HISAT2 for paired end reads

Description

This tool aligns Illumina paired end reads to publicly available genomes.

You need to supply the reads in two or more FASTQ files. Files can be compressed with gzip. You may also need two list files to assign the FASTQ files to each direction.

List files are optional if you provide just two FASTQ files. Chipster will try to assign the files to directions based on file names. This assumes the files are named so that the beginning of the name is identical and the directions are specified with _1 and _2, e.g. Abc123_1, Abc123_2. If your files are named differently, you need to provide list files to make sure the files are assigned correctly (see Details for more information).

Parameters

Details

HISAT2 (hierarchical indexing for spliced alignment of transcripts) is a highly efficient system for aligning reads from RNA sequencing experiments. HISAT2 uses an indexing scheme based on the Burrows-Wheeler transform and the Ferragina-Manzini (FM) index, employing two types of indexes for alignment: a whole-genome FM index to anchor each alignment and numerous local FM indexes for very rapid extensions of these alignments. HISAT's hierarchical index for the human genome contains 48,000 local FM indexes, each representing a genomic region of ~64,000 bp.

HISAT2 searches by default for up to 5 distinct, primary alignments for each read, but you can change this number. Primary alignments mean alignments whose alignment score is equal or higher than any other alignments. It is possible that multiple distinct alignments have the same score. The alignment score for a paired-end alignment equals the sum of the alignment scores of the individual mates. Note that HISAT2 does not "find" alignments in any specific order, so for reads that have more than 5 distinct, valid alignments, HISAT2 does not guarantee that the 5 alignments reported are the best possible in terms of alignment score. By default soft clipping is allowed, meaning that the ends of the read don't need to align if this increases the alignment score.

If you are planning to do transcriptome assembly afterwards, you should set the long anchor parameter to yes. With this option, HISAT2 requires longer anchor lengths for de novo discovery of splice sites. This leads to fewer alignments with short anchors, which helps transcript assemblers improve significantly in computation and memory usage.

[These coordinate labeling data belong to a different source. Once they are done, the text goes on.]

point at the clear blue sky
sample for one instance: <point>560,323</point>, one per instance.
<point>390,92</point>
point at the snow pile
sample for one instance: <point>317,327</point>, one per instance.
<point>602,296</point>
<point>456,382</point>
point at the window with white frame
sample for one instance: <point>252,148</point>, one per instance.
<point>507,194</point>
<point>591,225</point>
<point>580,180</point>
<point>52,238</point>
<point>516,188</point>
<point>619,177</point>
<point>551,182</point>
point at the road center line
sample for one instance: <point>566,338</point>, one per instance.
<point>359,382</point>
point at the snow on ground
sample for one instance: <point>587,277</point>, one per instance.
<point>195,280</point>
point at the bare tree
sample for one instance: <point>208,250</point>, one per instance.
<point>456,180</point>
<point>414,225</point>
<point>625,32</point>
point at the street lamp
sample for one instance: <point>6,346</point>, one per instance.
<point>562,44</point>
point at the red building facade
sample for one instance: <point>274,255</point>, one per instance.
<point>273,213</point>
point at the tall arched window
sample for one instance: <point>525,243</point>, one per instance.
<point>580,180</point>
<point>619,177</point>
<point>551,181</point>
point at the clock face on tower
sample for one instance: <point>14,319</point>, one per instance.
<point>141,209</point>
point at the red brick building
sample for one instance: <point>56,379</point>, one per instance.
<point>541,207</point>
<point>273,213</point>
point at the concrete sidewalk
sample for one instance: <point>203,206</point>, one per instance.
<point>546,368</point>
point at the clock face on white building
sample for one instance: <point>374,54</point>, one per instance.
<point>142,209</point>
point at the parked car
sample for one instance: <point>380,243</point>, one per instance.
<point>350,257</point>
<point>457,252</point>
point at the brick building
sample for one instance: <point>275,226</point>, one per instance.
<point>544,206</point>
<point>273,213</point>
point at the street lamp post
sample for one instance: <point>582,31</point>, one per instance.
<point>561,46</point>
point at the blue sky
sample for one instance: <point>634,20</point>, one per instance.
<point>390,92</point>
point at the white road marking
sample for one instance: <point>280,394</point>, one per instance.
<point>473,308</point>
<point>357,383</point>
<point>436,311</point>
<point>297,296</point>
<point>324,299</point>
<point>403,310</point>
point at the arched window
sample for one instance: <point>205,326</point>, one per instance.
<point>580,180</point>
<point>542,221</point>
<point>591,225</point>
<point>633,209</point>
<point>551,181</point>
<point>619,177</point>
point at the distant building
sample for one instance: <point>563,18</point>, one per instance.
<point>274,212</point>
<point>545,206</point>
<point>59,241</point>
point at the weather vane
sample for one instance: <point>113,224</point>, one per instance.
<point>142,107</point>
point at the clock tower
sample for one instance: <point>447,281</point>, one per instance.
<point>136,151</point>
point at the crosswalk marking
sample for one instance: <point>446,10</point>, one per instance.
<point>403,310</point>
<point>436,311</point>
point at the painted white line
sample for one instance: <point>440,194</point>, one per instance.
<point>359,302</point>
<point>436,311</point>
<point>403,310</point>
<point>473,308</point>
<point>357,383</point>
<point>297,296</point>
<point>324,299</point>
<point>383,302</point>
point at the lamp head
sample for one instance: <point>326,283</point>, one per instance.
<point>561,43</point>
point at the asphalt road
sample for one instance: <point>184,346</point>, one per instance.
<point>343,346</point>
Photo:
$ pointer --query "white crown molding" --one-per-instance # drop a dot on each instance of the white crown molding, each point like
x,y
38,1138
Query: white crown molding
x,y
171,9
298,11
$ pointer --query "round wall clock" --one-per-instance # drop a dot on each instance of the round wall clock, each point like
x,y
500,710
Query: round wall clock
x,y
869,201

After running HISAT2, Chipster indexes the BAM file using the SAMtools package. This way the results are ready to be visualized in the genome browser.

Output

This tool returns the following files:

Reference

This tool is based on the HISAT2 package. Please cite the following article: Kim D, Langmead B and Salzberg SL. HISAT: a fast spliced aligner with low memory requirements Nature Methods 2015.